Ein Hauptspass in Murakamis nihilistischer Bäckerei

Der Japaner Haruki Murakami hat längst auch im deutschsprachigen Raum Kultstatus – was immer das heissen mag. Seine teils anarchisch-nihilistischen und dann wieder feinsinnig poetischen Romane und Kurzgeschichten – vorneweg Mister Aufziehvogel aus dem Jahre 1998 (dt.) – sind für uns Europäer vermutlich etwas ganz und gar anderes als für seine japanischen Zeitgenossen. Das einzige, was man hierzulande darüber weiss, ist: Murakami macht es der japanischen Literaturkritik exorbitant schwer.

In der unsrigen, die schon Importe wie Tom Robbins verdaut hat, stößt Murakami auf weniger Schwierigkeiten.

Dass allerdings zwei seiner skurrilen Kurzgeschichten als Basis für ein Libretto dienen können – nun, warum auch nicht. Yohanan Kaldi hat jedenfalls eins geschrieben auf Basis der beiden Geschichten Der Bäckereiüberfall und Der zweite Bäckereiüberfall. Reinhard Palm hat sie ins Deutsche übersetzt.

Die junge japanische Komponistin Misato Mochizuki setzt das absurde, anarchische Geschehen in – kaum passender zu nennende – Musik: Elemente nicht-angepasster Popkultur treffen auf elektronische Musik, Anklänge an Tan Dun’s Wassermusiken auf Wagner, ein Countertenor auf einen gestandenen Rap. Die E-Gitarre kollidiert mit einem tief gestimmten Männerchor – der obendrein für fast alle todernsten Hanswurstiaden auf der Bühne zuständig ist: in ihm wird sozusagen selbstironisches Schreiten zum ernster-unersteren Pendant des Ballettgehopses.

Es ist einfach ein Hauptspass. Ebenso chaotisch und rebellisch wie die Murakami’schen Handlungsabläufe wird auch die Musik gegen den Strich der modernen Oper gebürstet. Hier gibt es keinen Ernst, was aber längst nicht bedeutet, dass die Komponistin etwa ins Reich der operettenhaften Leichtig- und NIchtigkeit hinabgestiegen wäre…

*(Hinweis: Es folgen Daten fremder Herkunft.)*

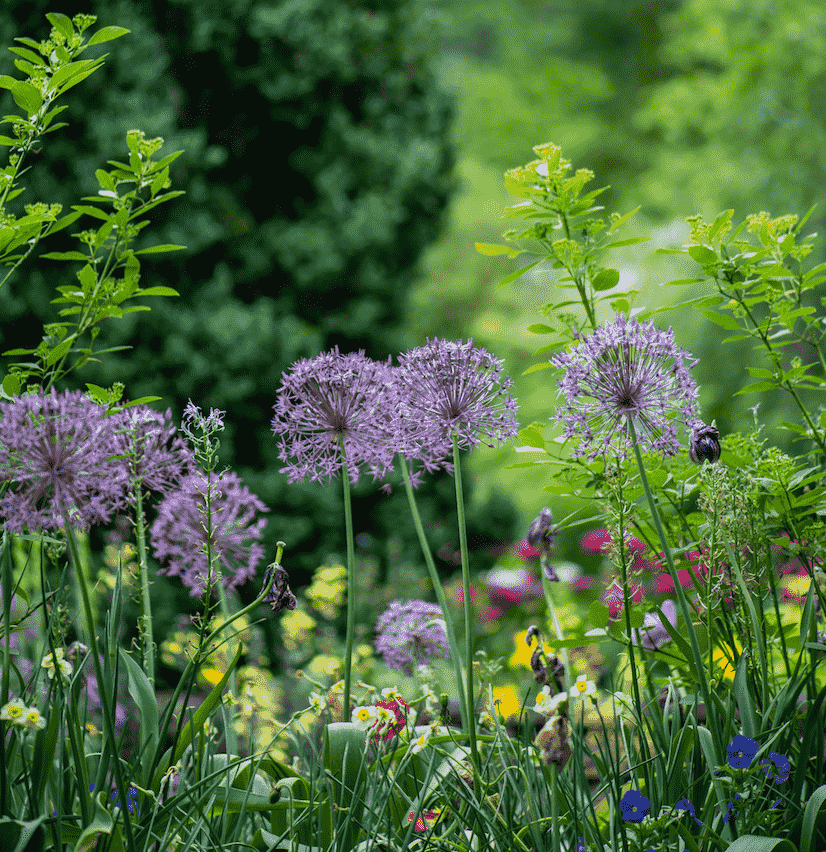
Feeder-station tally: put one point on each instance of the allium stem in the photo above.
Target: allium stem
(466, 711)
(351, 584)
(682, 600)
(105, 702)
(460, 510)
(147, 639)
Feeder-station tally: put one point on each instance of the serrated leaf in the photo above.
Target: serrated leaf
(106, 34)
(605, 279)
(26, 96)
(492, 249)
(159, 249)
(702, 255)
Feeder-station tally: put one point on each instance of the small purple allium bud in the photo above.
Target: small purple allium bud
(705, 443)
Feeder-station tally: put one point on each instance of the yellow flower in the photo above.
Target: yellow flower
(722, 660)
(507, 700)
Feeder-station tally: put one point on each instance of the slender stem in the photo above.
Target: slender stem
(351, 585)
(466, 710)
(146, 631)
(105, 697)
(460, 509)
(681, 598)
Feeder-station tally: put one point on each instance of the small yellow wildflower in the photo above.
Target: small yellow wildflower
(14, 712)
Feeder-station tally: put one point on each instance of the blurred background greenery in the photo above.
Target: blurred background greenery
(343, 157)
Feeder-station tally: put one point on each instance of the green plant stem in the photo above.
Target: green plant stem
(105, 698)
(146, 631)
(460, 509)
(682, 600)
(465, 709)
(351, 586)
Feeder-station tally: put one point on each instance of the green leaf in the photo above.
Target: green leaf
(491, 249)
(160, 248)
(157, 291)
(723, 320)
(702, 255)
(143, 694)
(106, 34)
(62, 23)
(26, 96)
(605, 279)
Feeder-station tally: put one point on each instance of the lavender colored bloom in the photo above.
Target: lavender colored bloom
(179, 533)
(331, 397)
(155, 456)
(624, 371)
(656, 633)
(448, 388)
(411, 632)
(56, 451)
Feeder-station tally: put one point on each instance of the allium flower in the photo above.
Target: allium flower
(410, 633)
(56, 450)
(331, 397)
(448, 388)
(624, 371)
(155, 456)
(179, 533)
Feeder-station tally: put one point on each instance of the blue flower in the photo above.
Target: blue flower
(781, 763)
(741, 751)
(634, 806)
(685, 805)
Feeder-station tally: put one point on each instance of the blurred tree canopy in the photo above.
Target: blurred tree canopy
(318, 168)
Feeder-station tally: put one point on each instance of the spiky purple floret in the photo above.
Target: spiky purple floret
(626, 370)
(410, 633)
(330, 397)
(155, 457)
(445, 388)
(55, 452)
(179, 533)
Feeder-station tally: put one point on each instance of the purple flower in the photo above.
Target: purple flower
(329, 398)
(634, 806)
(155, 456)
(656, 633)
(55, 451)
(411, 632)
(740, 751)
(179, 533)
(624, 371)
(448, 388)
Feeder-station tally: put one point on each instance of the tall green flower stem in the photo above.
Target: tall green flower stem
(460, 510)
(146, 631)
(351, 585)
(106, 697)
(466, 710)
(682, 601)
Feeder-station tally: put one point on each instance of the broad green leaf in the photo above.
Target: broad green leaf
(26, 96)
(106, 34)
(702, 255)
(492, 249)
(605, 279)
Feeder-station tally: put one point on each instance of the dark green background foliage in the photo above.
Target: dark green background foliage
(318, 168)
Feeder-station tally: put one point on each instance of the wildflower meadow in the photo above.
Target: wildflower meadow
(675, 701)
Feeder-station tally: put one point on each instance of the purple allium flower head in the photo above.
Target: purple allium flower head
(623, 371)
(155, 456)
(445, 388)
(179, 532)
(56, 451)
(410, 633)
(327, 398)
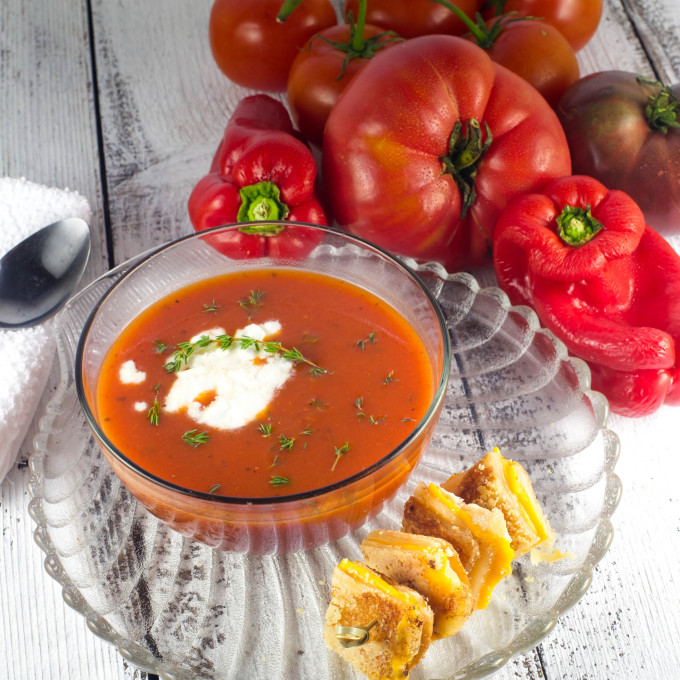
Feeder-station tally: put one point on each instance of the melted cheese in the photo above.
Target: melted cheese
(366, 576)
(496, 554)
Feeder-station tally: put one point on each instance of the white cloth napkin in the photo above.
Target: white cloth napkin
(26, 354)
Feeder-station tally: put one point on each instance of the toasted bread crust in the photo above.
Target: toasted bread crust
(397, 641)
(485, 484)
(420, 518)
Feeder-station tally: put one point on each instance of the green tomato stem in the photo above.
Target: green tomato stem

In der Kürze des Werks – nicht mal eine Stunde dauert’s, leider – kommen vor: Schlaflosigkeit, enormer Hunger, ein Ehepaar, das nicht schlafen und nicht den Hunger stillen kann, eine alte Geschichte von einem jungendummen Bäckereiüberfall, sowie ein Bäcker, der Wagner hört und den Fluch der Götterdämmerung auf die Jungens überträgt, die seine Bäckerei heimsuchen, um dann in die Jetztzeit zu kippen, in der es aus nächtlichem Mangel an Bäckereien zu einem Überfall auf eine McDonald’s-Filiale kommt…

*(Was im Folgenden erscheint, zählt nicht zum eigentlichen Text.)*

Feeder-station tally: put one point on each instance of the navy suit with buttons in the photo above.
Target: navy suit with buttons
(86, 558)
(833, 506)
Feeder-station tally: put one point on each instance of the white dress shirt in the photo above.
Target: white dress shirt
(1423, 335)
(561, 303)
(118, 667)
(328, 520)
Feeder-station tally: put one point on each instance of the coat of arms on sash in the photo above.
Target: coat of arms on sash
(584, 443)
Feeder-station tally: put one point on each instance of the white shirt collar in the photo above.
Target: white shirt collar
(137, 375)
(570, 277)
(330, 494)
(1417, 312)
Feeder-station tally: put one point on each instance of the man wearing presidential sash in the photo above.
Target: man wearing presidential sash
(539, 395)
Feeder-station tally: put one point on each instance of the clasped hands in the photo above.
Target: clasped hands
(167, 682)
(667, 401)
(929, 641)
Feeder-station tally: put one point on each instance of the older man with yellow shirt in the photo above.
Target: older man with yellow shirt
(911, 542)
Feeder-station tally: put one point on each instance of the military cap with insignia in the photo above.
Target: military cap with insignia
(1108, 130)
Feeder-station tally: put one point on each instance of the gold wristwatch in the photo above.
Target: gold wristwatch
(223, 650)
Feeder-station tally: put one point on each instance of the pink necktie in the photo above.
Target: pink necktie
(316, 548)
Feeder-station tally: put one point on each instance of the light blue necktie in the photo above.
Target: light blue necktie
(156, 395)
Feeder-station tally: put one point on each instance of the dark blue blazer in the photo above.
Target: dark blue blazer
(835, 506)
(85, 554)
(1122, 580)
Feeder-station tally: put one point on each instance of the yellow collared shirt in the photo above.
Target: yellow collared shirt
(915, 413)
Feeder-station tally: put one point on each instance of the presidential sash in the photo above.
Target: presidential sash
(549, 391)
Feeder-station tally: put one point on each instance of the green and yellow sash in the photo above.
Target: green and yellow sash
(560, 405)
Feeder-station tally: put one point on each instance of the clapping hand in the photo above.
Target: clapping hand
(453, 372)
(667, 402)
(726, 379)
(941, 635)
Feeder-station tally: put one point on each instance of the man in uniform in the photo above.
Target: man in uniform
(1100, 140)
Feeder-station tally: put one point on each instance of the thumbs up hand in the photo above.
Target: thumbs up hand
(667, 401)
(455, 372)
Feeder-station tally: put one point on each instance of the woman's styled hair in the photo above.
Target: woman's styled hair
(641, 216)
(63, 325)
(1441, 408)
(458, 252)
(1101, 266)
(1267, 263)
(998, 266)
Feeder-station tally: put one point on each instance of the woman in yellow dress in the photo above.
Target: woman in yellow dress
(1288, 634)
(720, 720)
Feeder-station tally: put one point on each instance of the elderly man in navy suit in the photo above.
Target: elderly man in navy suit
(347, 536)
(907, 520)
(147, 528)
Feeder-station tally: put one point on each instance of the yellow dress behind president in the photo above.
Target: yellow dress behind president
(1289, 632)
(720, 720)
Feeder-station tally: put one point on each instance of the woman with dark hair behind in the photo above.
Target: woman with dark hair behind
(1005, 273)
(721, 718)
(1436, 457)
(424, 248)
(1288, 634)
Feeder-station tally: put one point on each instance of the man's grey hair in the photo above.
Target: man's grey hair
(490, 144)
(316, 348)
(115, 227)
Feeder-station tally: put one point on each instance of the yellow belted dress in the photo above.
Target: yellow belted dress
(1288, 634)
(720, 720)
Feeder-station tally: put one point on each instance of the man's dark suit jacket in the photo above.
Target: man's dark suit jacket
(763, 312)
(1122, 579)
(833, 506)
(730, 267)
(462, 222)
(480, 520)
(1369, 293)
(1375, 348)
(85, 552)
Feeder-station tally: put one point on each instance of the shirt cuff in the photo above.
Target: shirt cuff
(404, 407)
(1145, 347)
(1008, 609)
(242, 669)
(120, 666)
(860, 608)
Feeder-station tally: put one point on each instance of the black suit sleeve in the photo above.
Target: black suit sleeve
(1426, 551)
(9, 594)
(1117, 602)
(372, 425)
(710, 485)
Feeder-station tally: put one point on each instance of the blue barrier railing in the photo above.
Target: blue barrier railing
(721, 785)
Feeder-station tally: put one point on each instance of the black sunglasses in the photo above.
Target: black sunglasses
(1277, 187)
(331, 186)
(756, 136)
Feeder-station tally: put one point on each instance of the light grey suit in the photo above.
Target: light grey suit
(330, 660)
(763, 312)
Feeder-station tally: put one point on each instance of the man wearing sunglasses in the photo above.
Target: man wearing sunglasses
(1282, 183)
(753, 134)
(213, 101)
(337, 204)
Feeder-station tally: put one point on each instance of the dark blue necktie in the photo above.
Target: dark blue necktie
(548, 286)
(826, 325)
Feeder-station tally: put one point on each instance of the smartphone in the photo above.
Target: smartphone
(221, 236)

Mit dem Ensemble des Theaters Luzern kamen (vorwiegend) junge Sängerinnen und Sänger nach Wien, die es durchaus zu hören lohnte: die Hauptrollen von Miya und Kuni sangen Sumi Kittelberger und Hans-Jürg Rickenbacher, die auch ihre bisweilen recht schwierigen Passagen mit irgendwie spielerischer – oder gut gespielter? – Leichtigkeit über die Bühne brachten. Der Bass Boris Petronje, gleichfalls Ensemblemitglied in Luzern, lieferte eine gradiose Wagner-Parodie ab, die ich wohl nicht so schnell wieder vergessen werde – dermassen gut gelacht hab ich dabei, vor allem in Kombination mit den Herren vom Luzerner Chor, die in ständiger Bewegung ein echtes Bestiarium wagner’scher Figuren impersonisieren.

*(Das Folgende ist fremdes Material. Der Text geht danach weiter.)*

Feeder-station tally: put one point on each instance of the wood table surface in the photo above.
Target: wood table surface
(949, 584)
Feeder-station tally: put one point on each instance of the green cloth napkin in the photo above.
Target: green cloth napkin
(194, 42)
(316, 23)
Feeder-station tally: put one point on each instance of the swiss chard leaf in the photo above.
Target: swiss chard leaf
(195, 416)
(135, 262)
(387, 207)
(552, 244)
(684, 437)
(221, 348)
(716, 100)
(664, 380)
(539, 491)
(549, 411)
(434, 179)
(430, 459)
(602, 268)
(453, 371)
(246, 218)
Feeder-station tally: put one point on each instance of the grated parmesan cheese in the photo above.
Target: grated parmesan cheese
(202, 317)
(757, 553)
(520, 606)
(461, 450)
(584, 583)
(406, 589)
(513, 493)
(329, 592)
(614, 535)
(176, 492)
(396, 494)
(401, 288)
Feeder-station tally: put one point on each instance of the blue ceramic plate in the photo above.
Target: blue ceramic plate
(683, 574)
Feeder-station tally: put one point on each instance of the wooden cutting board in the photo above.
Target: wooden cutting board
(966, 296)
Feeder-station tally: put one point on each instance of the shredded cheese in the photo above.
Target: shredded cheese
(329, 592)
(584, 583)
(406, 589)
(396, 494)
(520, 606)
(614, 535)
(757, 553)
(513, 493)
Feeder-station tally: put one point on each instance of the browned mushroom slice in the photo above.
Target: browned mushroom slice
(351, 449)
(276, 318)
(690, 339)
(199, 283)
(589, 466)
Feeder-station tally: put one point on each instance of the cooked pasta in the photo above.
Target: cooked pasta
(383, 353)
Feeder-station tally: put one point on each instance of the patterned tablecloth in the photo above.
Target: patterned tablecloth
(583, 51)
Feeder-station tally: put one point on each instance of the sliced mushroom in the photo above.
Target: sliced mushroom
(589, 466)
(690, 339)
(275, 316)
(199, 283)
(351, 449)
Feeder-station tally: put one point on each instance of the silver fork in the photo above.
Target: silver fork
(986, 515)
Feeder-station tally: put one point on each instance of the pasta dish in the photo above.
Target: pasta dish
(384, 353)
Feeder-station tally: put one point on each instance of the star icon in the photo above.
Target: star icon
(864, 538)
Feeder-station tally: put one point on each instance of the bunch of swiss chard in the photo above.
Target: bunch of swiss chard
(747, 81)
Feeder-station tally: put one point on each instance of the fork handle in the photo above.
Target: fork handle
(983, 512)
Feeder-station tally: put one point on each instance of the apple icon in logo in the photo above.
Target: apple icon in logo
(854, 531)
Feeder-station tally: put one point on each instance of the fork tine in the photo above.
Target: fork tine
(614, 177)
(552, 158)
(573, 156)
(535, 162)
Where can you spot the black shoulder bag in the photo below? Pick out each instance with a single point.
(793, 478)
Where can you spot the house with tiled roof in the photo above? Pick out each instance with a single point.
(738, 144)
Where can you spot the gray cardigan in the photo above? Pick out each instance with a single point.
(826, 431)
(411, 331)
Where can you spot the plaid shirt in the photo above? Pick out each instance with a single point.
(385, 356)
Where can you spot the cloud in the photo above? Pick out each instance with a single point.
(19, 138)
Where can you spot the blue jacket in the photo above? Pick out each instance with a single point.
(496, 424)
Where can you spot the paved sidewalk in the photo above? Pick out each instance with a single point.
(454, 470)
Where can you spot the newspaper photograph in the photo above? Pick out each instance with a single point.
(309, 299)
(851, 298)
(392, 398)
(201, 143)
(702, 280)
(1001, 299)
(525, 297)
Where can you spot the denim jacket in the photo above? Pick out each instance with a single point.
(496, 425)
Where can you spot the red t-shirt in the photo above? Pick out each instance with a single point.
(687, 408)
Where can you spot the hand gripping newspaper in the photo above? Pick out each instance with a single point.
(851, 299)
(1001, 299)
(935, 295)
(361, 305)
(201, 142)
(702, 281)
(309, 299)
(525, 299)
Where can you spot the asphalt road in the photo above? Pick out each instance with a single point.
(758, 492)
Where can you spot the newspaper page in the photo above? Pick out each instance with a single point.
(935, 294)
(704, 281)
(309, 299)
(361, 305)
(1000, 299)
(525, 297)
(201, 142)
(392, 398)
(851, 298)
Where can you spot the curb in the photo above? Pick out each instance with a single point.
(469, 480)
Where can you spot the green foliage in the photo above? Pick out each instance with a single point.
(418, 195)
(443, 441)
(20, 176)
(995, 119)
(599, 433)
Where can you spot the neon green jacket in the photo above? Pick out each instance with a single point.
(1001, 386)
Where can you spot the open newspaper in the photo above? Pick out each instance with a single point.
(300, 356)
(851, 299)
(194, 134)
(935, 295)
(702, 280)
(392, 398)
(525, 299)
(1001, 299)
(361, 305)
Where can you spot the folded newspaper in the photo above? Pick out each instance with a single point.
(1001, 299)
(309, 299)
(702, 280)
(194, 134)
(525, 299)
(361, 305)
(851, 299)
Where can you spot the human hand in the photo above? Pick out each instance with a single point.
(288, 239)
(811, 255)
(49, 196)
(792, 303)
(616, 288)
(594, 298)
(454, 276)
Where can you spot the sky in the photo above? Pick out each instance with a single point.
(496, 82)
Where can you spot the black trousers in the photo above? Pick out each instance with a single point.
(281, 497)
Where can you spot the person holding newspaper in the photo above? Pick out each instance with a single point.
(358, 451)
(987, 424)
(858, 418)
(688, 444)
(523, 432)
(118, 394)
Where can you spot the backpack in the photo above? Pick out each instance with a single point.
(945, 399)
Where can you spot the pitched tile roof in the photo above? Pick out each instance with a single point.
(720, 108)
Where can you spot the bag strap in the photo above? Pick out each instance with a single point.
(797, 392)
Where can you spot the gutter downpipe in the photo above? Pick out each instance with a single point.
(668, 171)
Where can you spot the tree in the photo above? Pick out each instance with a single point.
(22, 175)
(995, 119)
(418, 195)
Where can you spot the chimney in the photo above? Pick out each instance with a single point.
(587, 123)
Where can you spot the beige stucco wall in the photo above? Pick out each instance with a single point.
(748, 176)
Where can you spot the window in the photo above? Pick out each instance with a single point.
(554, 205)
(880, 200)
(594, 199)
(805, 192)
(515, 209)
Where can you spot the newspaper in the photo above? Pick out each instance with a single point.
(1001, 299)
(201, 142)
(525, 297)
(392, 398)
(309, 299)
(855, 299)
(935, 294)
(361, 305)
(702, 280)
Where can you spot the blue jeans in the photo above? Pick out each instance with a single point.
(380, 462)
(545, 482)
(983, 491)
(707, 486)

Als ein wahrer Schauspieler in seiner Rolle des Nachtmanagers bei McDonald’s brilliert der Counter Peter Kennel, der regelmäßig zwischen barocker und allerneuerster Oper wechselt, auch er ein wirklich komischer Charakter. Bemerkenswert, weil extravagant und stark im Ausdruck, auch der Bassbariton Marc.Olivier Oetterli als Chiko, die Gestalt aus der Vergangenheit.

Das Klangforum Wien – ohnedies bekannt für präzises Musizieren auch der schwierigsten Passagen der Neuen Musik – hatte wohl den ernsteren Part am Werk: unter dem Dirigat von Johannes Kalitzke liefern sie aber einen gewohnt souveränen Gesamteindruck.

Regie führte MIchael Scheidl – bekannt gerade in Wien als Teil des Duos netzzeit, das sich der Umsetzung von Theaterideen im Umfeld der neuen Musik verschrieben hat. Von ihm habe ich erst vor ein paar Tagen in der Volksoper Kehraus in St Stephan von Krenek gesehen. MIt fast genauso viel Spass.